Observed vs Predicted Persistence and Graduation
The April 2020 report explores differences between an undergraduate department’s observed second-fall persistence and six-year graduation rates and the department’s predicted rates, based on the demographics and high school GPA of the three most recent first-time, full-time (FTFT) cohorts. The intent of this analysis is to encourage conversation around policies and curriculum at the department level that could be associated with observed rates that differ from what would be predicted based on students’ application materials.
To generate department-specific predicted rates, IRP&E created separate by-college logistic regression models to obtain student-level predicted probabilities of persisting to second fall for first-year cohorts and of graduating by sixth summer for junior cohorts, controlling for a suite of student demographic characteristics. Generating predicted probabilities by colleges separately is necessary as student profiles differ between the colleges at CSU (e.g., first generation, Pell, and racially minoritized students comprise a larger share of some colleges more than others).
The report finds that the departments of Business intra-university, Construction Management, Design & Merchandising, Food Science & Nutrition, Human Development & Family Studies, and Economics have observed persistence and graduation rates higher than the predicted. In contrast, the departments of Health & Exercise Science, Art & Art History, Biology, Mathematics, Fish, Wildlife, & Conservation Biology, and Electrical & Computer Engineering have observed persistence and graduation rates lower than the predicted.
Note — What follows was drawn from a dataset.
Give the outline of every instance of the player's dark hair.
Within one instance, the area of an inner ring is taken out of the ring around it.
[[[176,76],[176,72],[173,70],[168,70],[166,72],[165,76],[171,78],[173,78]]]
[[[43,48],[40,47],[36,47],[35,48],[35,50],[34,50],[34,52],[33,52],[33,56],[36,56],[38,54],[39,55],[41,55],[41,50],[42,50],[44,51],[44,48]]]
Notably, the departments of Human Development & Family Studies and Biology have higher than average proportions of at least two gap populations of interest, first generation, Pell, or racially minoritized, for both the FTFT and junior cohorts. Design & Merchandising, Health & Exercise Science, and Mathematics have higher than average proportions of at least two of these populations for the FTFT cohorts only.
The report’s Appendix provides more details on the college-specific logistic regression models as well as department-specific demographic statistics.